Thank you for inspiring so many others to think about the quality of their own lives and relationships after watching Where is Wendy Williams?  There are SO many lessons your documentary presented for every single one of us from our shared human family.  We can't ever take our own health for granted be it physically, mentally, spiritually, and/or socially speaking.  We can't hang with the dogs and expect not to catch fleas.  We have to do what's right every single day because anything other than that is wrong.  Alcohol and drug use/abuse is never without adverse consequences attached.  We have to face reality rather than deny it.  Love doesn't cost a thing.  We need to love people and use things, not use people and love things.  I could go on but you get my point....
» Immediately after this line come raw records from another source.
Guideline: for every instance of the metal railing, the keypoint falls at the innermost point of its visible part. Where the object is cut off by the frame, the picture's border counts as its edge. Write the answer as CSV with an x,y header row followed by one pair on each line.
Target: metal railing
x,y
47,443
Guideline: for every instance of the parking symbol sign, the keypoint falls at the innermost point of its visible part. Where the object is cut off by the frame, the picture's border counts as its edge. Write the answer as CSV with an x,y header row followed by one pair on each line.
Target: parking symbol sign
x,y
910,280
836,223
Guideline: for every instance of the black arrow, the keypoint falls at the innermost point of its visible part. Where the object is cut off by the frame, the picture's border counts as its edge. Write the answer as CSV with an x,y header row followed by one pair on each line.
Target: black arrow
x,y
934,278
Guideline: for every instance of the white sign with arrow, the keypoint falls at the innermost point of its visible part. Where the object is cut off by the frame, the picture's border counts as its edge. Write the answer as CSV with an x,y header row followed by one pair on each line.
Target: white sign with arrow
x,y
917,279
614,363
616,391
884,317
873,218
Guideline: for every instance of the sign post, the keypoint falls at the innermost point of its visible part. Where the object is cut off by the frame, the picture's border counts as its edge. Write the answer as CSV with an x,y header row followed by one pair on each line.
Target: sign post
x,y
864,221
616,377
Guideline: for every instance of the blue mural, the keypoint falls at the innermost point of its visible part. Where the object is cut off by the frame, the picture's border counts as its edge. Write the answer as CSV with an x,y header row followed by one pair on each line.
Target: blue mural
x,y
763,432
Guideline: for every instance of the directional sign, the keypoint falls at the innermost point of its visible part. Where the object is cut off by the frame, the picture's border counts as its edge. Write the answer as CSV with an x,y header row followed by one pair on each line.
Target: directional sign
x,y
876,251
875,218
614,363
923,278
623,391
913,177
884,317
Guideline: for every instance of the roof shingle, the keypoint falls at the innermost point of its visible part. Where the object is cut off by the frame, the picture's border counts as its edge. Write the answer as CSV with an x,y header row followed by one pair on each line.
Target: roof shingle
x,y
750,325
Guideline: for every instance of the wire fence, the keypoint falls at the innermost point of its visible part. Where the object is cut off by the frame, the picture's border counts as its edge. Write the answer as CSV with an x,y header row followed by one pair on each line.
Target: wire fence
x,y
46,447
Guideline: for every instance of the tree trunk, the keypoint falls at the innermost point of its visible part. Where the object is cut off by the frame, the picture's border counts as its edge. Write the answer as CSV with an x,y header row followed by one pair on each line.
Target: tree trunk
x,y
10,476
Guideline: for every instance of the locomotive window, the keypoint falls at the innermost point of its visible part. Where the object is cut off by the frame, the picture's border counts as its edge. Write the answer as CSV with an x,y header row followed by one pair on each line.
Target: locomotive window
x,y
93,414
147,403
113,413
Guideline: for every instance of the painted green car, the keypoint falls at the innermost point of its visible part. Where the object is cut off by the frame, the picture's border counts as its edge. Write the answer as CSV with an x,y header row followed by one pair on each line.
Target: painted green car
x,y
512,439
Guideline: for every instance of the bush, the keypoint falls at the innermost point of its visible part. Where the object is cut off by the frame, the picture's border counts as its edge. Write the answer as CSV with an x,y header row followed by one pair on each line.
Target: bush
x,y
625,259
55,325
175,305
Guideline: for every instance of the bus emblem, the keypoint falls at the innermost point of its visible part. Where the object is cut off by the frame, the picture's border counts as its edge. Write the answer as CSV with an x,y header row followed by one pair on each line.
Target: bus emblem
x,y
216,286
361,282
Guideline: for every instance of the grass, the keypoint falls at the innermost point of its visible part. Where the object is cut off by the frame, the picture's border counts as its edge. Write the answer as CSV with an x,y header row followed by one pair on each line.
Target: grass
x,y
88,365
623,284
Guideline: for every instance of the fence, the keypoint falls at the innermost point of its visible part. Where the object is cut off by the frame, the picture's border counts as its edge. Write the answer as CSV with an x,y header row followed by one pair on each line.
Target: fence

I am making your documentary required viewing for certain of my clients.  In spite of all the chatter which says it should have never been aired by Lifetime blah blah blah....I believe it serves as an important gift to each of us in the helps profession.  We can learn by one another's experiences, just as Mark Laita's valuable work does with his Youtube series "Soft White Underbelly".  We all reside in the underbelly of life when we become most comfortable there.  It's never too late to change our direction and our path.  The changes you are experiencing now with your most recent diagnoses may be just what was needed to save your life rather than end it.

Your narrative has taught us a lot Wendy;  I pray only peace for you in your future...and thank you for everything your life thus far has illuminated for us.